Although Acacia erioloba is an ecologically important indigenous leguminous tree in semi-arid areas of Southern Africa, its propagation remains difficult because of seed dormancy. Different techniques of scarifying the seeds to break dormancy were tested and compared viz.: non-scarified (control), abrading with sandpaper, dipping in boiling water for 5 and 20 minutes, dipping in concentrated sulphuric acid for 30, 60 and 120 minutes and passing seeds through the alimentary canal of cattle. The seeds were obtained by mechanically opening indehiscent pods collected from a singletree and germinated in petri dishes. Scarified seeds showed significantly (p≤0.001) higher water imbibition and germination rates than non-scarified seeds. Improvement of the water imbibition and germination rates of seeds by the different scarification treatments was in the order: acid>sandpaper>alimentary canal>boiling water>untreated seeds. A strong correlation (rs = 0.97, p≤0.001) between the rankings of the different scarification treatments, with respect to seed water imbibition and germination were observed. These imply that scarification increased the uptake of water by seeds and their subsequent germination in a consistent manner.

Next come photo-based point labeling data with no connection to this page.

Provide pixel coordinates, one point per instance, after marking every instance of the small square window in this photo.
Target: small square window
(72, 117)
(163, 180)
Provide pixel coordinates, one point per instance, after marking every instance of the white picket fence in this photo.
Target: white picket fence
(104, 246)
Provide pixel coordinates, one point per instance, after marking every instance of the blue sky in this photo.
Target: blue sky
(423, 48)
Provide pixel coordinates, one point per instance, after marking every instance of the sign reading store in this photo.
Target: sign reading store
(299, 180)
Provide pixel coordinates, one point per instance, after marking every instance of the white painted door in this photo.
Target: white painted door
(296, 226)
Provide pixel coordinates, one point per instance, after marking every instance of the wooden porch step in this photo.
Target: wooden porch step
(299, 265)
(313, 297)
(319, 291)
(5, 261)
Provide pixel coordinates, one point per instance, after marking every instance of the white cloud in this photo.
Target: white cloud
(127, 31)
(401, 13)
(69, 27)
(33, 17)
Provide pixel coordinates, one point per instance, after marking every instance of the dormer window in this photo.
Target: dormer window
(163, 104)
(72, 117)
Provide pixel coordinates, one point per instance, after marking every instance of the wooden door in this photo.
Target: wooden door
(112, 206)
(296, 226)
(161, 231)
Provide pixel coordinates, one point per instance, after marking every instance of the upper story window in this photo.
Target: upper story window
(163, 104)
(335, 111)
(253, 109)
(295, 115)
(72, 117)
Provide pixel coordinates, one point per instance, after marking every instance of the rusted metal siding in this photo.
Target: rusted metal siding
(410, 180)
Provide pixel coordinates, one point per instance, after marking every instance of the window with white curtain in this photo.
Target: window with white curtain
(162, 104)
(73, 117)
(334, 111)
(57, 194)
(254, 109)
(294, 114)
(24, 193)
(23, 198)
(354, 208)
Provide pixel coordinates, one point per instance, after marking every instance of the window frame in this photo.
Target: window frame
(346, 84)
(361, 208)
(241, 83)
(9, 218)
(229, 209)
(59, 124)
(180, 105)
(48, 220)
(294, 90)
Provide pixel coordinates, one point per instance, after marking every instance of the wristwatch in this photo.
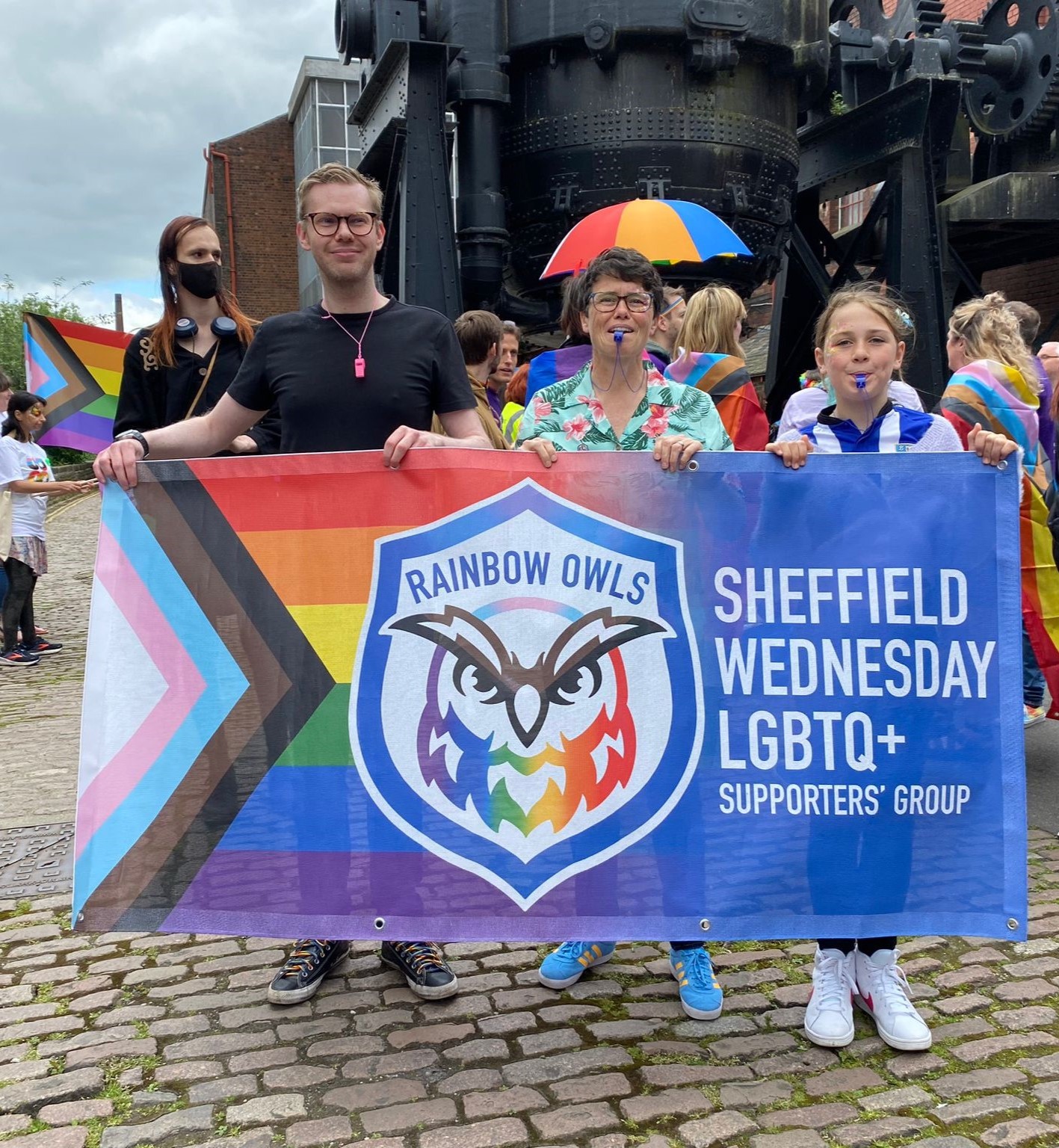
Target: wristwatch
(137, 436)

The results indicate that seeds of A. erioloba need to be scarified in order to obtain a rapid and uniform germination. Since there were differences in the degree of efficiency with which the scarification methods improved seed germination, it was concluded that the potential existed for improving the propagation and cultivation of A. erioloba trees by using acid and sandpaper to break seed dormancy.